In 2010, I took another gap year between my second and third year. The Coalition Government was elected and I took a job as Cuts Campaign Assistant at my student union, organising students to campaign against the cuts to public services and the rises in tuition fees.

I resigned from SSDP UK in July 2010 over a matter of principle and in March 2011, I helped found a different drug policy organisation, the Re:Vision Drug Policy Network, which works to empower young people to speak out against the drug war. Re:Vision was taken over by another in 2014, and I became a board member for NORML UK, then an adviser to NORML Women’s Alliance, before finally leaving the drug policy sphere for other interests.

In summer 2012, I moved back home to London, took an internship in digital media with Yachad, and took a Certificate in Digital Marketing with Google. In 2013, I enrolled in the One Spirit Interfaith Seminary to train as an interfaith minister. I was ordained as the Reverend Sarah McCulloch in 2014.

I had been intending to go into digital marketing, but after a negative health experience, I changed course and enrolled in an MSc in Occupational Therapy at London South Bank University. This time, I avoided student politics and went a bit more private sector – I won a place on the LSBU Enterprise in Action scheme (£500 and office space to develop a business idea) and served as Digital Officer for the Enterprise Society for two years. I graduated in 2015 with a specialism in mental health and worked as a locum OT in a wide range of settings, including mental health wards, forensic units, early intervention services, dementia out-patient clinics, and community mental health teams.

Addressing AutismCon 2016
Addressing AutismCon 2016 on coping with meltdowns.

In July 2016, I sold my car, packed up my life and moved to Israel to enrol at the Conservative Yeshiva and Pardes to undertake intensive Jewish learning and to improve my Hebrew. Outside of this, I also spent my year undertaking part-time training in Clinical Pastoral Education (chaplaincy) and spent two months volunteering for A New Dawn in the Negev, a Bedouin Arab-Jewish NGO that works to improve employment and educational opportunities for at-risk Bedouin youth. I returned in September 2017, having finally completed my full-time education and ready to start a career.

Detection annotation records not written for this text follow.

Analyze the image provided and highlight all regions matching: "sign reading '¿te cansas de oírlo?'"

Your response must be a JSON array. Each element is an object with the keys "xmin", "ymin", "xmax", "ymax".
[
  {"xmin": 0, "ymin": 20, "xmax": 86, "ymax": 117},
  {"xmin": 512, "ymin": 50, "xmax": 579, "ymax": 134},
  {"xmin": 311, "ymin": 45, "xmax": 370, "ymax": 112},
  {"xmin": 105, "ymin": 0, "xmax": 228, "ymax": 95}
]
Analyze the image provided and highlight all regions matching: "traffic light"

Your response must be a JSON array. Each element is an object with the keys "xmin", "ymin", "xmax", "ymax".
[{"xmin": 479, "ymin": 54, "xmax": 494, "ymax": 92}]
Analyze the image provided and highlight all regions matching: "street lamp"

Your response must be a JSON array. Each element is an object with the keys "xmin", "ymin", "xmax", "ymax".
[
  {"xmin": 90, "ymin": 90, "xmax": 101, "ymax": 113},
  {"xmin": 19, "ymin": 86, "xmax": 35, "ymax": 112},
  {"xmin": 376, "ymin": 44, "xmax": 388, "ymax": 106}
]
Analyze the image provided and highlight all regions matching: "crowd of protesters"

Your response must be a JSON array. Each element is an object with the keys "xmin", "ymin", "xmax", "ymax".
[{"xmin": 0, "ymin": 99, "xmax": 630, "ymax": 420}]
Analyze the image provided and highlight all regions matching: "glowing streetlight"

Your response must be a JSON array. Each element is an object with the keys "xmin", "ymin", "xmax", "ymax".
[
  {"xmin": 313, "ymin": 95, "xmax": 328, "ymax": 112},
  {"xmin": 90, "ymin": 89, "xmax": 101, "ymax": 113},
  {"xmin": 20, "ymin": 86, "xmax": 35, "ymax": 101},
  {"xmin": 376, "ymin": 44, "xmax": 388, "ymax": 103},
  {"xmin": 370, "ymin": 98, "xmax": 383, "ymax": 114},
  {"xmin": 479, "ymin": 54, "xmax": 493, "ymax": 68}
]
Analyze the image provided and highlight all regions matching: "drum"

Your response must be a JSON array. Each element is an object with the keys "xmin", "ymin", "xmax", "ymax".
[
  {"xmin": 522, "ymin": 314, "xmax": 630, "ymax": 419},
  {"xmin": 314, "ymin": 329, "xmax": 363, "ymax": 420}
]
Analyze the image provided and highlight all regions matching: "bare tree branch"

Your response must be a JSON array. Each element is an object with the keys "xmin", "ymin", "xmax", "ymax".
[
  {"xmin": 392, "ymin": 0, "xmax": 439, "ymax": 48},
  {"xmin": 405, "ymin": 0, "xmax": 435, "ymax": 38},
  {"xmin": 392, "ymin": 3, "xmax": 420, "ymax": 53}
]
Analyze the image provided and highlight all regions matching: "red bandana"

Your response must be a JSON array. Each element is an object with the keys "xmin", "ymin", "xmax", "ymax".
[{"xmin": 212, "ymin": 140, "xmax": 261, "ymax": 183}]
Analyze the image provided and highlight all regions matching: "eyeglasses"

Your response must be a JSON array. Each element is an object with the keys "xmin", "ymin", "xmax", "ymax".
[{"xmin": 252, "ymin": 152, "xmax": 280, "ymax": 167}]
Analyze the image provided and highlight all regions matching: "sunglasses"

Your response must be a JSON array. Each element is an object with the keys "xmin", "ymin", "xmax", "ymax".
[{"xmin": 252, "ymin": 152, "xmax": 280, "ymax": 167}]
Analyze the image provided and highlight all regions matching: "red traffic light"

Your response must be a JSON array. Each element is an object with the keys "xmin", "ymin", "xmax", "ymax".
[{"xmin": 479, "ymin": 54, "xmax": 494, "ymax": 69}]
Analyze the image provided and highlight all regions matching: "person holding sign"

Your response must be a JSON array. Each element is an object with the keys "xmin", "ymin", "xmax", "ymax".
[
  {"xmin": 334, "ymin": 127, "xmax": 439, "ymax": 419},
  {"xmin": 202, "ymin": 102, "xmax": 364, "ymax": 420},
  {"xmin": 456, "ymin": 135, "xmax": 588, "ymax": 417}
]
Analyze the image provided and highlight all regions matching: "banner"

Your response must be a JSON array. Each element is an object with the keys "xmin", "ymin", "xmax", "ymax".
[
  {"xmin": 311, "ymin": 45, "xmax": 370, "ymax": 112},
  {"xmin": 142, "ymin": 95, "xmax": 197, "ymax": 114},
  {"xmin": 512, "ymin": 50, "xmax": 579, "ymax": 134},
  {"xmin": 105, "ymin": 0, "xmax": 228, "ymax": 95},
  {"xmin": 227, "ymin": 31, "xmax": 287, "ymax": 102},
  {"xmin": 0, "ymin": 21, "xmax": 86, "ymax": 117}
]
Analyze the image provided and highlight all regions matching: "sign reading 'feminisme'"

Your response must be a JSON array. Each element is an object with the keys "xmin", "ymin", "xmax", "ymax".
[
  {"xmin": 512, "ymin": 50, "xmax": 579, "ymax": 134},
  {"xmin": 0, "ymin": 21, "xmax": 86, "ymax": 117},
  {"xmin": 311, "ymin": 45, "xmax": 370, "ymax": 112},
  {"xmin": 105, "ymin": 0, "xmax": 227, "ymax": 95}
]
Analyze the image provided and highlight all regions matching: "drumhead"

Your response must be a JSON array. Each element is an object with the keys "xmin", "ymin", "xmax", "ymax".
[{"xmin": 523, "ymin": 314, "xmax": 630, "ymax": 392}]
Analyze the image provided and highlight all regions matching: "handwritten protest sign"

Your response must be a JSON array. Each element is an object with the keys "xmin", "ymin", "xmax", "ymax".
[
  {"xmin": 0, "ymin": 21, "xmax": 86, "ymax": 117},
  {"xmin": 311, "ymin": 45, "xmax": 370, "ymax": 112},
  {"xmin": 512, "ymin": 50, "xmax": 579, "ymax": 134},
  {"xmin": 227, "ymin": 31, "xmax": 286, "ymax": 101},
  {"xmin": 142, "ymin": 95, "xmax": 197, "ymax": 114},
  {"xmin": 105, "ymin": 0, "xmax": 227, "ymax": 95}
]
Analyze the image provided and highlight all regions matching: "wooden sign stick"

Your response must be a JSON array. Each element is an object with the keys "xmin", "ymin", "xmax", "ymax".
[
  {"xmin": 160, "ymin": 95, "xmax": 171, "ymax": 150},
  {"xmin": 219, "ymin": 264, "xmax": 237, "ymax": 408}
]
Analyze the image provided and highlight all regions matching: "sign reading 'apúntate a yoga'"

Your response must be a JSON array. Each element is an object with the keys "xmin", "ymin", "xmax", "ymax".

My vocation as an occupational therapist is to work with and advocate for autistic adults. In 2015, I took on a mentoring role at AS Mentoring, and participated in a pilot study funded by Research Autism on the benefits of mentoring for young autistic adults. I’ve spoken nationally and internationally – the National Autistic Society’s AutismCon, their annual mental health conference for professionals, various autistic pride events and an international summit on sensory processing in autistic adults. I spent the first wave of the COVID-19 pandemic as the Senior OT in an autistic special school. My first research article on the sensory experiences of autistic adults is due to be published by the American Journal of Occupational Therapy in 2023.

As of 2022, I am now employed as an NHS manager with a substantial autistic caseload and in demand as a speaker and consultant outside of my professional role. I run most of my non-professional autism activities through the Autistic Empire, which I formed to build a self-supporting community of autistic adults.

I am a long-time member of New Stoke Newington Synagogue, and a mureed of Jilani Cordelia Prescott in the lineage of the Sufi Ruhaniat order.

You can see my Now page here.

In 2018, I became godparent to Robyn Aurora O’Kerry, who was the most amazing baby in the entire world. She lost this title on time to Jo Bernard O’Kerry in 2021. He in turn lost to the current champion, Darcy O’Kerry, in 2023.